Various workshops are held throughout the year to help residents transition to their future career.  These include workshops in interviewing skills, applying for a fellowship, creating your CV, business of medicine and sessions on specific careers such as subspecialties, hospital medicine, primary care and global health.   

  • Getting ready to apply for a fellowship or job: Early in the year, senior residents learn the proper timeline for applying for positions, updating their CV and using the internet and headhunters to begin the job search process.  Faculty review each CV and coach residents in the application process.  Photo of Weinberg atrium
  • The fellowship or job interview: Issues discussed include basic approach to the fellowship or job interview, what to know before you go, key questions to ask during the discussion, and appropriate follow-up.
  • Assessing a private practice: Residents learn about various aspects of the practice, including how the practice approaches patient care, triages phone calls, and manages charts, documents, call schedules and workload among the physicians.
  • Your first job contract: Lawyers join a group discussion to help residents in evaluating their first contract and understanding the key terms for their future practice.
  • Office management: Residents learn these skills at their continuity clinic site including information on patient medical insurance, billing, coding, interaction of office personnel and telephone medicine.

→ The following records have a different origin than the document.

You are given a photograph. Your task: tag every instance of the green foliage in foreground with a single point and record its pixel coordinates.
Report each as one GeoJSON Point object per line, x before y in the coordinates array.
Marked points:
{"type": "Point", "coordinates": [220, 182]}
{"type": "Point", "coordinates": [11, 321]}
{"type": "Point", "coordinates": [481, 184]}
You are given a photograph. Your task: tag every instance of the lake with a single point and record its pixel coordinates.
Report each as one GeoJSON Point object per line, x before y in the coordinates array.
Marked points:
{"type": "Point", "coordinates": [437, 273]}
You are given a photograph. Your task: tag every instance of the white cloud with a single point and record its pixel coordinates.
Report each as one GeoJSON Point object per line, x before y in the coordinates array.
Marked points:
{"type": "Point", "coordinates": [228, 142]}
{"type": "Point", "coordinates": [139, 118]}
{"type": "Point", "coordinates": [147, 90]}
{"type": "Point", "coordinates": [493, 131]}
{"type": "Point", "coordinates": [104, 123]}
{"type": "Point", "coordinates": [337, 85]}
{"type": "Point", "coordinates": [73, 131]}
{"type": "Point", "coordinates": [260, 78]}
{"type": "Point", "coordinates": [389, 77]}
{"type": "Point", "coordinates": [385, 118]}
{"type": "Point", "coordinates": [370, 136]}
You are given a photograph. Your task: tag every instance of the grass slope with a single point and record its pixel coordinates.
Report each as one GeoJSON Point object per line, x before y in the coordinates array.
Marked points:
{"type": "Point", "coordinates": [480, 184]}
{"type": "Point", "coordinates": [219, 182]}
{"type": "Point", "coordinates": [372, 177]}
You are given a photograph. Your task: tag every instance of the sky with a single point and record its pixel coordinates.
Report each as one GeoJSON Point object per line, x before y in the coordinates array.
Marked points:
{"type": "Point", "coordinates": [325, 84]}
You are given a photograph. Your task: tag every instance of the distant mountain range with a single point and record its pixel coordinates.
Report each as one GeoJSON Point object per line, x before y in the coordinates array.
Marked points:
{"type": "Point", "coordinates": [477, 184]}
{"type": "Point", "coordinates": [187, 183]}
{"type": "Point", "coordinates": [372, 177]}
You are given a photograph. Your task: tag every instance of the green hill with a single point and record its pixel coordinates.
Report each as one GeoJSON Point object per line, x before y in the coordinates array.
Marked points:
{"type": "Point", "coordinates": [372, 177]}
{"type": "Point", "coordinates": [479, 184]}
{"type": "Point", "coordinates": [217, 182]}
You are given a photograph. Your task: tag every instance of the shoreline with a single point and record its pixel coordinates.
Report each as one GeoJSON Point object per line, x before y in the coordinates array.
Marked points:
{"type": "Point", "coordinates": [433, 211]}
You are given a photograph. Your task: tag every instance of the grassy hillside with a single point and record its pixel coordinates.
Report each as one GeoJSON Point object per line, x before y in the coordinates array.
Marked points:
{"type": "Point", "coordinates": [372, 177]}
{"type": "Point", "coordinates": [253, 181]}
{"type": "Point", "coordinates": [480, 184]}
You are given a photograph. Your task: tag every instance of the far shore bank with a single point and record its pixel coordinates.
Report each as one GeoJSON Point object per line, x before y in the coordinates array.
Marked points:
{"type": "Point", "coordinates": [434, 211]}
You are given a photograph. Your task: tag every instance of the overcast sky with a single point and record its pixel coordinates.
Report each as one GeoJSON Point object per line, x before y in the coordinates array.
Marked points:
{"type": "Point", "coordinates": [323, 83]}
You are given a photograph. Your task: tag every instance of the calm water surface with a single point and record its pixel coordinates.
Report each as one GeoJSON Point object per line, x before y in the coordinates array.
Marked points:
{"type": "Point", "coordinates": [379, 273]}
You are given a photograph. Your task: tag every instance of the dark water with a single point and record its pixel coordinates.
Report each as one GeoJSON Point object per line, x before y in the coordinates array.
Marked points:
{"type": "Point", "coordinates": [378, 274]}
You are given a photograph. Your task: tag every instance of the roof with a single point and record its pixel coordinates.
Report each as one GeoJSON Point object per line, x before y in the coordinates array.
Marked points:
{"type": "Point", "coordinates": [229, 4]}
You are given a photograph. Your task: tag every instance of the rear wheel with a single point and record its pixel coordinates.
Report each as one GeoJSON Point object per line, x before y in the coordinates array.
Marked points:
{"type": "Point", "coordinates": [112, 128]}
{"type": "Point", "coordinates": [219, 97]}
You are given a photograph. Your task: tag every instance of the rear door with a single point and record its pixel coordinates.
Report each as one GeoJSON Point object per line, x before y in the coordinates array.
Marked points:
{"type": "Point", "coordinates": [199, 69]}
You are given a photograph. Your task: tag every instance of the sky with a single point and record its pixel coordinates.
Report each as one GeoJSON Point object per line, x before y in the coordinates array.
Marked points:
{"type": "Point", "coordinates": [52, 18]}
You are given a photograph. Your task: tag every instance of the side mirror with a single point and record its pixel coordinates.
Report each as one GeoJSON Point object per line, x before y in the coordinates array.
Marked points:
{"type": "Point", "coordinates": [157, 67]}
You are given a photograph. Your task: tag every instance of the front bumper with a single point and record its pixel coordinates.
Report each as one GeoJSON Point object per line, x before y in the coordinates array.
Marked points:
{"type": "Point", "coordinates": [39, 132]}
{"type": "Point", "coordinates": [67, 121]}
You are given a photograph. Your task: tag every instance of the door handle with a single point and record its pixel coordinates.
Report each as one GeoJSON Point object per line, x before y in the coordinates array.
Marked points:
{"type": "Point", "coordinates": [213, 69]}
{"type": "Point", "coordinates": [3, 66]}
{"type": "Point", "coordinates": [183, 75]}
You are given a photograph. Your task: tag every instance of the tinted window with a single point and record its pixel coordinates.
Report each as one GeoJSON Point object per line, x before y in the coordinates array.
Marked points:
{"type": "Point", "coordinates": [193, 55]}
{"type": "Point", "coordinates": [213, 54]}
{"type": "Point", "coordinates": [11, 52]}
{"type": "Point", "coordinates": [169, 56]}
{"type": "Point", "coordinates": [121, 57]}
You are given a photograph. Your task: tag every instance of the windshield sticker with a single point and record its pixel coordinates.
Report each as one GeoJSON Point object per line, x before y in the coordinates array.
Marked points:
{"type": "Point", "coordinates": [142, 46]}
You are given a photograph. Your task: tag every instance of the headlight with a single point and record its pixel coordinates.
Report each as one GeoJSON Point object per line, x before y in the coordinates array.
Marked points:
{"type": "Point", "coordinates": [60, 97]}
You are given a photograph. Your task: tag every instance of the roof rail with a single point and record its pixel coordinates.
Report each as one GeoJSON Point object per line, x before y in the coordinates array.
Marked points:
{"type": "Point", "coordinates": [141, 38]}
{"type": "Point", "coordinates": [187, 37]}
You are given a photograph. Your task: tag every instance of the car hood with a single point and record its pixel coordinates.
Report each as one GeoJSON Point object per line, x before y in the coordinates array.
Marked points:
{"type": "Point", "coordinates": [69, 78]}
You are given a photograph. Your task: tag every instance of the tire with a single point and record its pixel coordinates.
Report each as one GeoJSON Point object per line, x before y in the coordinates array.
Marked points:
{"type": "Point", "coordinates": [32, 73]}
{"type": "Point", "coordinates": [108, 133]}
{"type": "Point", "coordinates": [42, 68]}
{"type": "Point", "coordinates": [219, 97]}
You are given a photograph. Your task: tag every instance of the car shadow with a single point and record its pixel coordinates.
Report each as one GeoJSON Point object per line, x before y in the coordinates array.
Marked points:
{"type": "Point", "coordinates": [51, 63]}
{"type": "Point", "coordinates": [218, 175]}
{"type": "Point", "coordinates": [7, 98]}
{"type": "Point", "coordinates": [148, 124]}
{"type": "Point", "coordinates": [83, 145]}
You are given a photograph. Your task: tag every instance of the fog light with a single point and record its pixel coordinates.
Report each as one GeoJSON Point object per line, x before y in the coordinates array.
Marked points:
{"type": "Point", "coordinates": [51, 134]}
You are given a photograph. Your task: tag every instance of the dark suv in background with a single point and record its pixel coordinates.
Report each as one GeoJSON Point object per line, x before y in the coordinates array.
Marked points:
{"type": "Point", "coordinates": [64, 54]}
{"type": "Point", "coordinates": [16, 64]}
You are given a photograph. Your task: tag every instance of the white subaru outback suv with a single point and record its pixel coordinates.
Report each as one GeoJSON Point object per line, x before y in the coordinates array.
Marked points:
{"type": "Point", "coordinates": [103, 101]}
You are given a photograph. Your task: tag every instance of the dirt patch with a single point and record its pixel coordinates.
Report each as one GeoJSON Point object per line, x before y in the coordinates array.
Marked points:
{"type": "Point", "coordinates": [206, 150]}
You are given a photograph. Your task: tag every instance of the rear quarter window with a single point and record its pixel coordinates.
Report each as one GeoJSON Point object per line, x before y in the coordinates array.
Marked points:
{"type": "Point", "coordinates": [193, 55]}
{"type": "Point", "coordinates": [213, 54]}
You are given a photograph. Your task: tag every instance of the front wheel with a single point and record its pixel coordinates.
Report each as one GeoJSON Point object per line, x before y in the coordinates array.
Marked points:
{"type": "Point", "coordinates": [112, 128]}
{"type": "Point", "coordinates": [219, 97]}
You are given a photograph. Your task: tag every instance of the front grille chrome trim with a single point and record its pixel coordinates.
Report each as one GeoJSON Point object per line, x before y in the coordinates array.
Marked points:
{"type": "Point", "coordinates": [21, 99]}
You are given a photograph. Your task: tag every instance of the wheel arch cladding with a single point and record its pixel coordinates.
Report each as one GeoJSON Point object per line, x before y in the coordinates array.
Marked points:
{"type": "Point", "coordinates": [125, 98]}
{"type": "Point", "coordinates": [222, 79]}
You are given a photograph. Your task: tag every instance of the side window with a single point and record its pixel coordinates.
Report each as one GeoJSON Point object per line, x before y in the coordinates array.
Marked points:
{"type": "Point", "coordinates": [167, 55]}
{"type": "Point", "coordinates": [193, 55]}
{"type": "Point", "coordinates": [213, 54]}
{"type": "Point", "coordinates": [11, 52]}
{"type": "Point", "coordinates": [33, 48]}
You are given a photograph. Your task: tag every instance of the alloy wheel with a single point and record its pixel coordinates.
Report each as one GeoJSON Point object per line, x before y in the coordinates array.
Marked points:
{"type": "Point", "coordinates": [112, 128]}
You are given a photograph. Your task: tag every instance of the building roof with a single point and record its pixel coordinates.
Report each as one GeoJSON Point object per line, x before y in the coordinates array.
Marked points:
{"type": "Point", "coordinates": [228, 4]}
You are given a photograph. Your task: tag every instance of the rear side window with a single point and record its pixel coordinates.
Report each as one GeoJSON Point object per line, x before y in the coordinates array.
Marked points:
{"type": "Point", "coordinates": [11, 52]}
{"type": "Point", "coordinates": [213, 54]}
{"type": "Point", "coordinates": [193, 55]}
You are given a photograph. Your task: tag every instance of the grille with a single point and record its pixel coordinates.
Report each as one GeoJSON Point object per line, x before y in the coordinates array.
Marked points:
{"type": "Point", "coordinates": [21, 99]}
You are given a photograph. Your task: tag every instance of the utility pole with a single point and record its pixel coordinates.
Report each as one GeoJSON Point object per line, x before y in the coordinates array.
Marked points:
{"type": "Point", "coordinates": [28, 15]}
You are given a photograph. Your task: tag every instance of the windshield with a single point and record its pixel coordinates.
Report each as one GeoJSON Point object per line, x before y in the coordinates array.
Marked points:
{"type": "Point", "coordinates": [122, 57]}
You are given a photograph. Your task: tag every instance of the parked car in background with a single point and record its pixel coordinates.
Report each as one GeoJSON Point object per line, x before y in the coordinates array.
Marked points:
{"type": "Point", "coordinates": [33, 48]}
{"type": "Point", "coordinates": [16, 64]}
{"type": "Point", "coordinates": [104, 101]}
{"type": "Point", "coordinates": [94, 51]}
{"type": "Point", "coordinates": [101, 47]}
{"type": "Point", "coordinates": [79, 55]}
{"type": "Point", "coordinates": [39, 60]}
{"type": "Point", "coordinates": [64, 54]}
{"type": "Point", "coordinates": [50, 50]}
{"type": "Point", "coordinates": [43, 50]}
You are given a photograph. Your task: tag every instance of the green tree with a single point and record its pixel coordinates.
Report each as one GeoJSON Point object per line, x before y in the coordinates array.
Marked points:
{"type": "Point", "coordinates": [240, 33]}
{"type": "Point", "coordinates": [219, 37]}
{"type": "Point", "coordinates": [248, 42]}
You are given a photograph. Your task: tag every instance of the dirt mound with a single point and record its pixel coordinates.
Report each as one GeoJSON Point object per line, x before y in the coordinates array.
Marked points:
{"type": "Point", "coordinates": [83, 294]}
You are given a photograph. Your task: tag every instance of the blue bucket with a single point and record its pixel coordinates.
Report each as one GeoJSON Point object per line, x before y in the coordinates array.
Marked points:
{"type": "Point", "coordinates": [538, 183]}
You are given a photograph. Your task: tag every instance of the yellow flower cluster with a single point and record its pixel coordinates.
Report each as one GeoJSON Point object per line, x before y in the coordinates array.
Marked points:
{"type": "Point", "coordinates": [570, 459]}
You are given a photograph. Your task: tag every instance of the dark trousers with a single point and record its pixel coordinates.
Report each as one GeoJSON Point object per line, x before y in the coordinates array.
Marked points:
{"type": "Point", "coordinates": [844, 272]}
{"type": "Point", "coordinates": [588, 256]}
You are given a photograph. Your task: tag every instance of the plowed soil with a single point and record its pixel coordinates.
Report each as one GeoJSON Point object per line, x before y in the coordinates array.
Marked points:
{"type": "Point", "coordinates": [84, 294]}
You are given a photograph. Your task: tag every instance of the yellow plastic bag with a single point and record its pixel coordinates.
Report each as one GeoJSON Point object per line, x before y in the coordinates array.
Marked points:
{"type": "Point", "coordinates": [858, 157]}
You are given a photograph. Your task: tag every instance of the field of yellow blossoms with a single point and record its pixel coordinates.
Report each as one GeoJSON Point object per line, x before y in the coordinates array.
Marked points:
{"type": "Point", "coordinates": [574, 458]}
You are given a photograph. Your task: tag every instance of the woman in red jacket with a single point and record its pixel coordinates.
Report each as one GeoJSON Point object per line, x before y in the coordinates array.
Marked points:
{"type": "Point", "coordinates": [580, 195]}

Other Ambulatory Experiences

During their ambulatory time, second year residents rotate through our Faculty Practice Office (FPO), where they work alongside our general medicine faculty in a private practice setting. Interns rotate through the Emergency Room at UMMC and the Emergency Care Services (ECS) at the VA and return to ECS in the 2nd and 3rd years, where they receive additional training in outpatient urgent care medicine and emergency medicine. The Emergency Room experience is described under the University of Maryland Medical Center.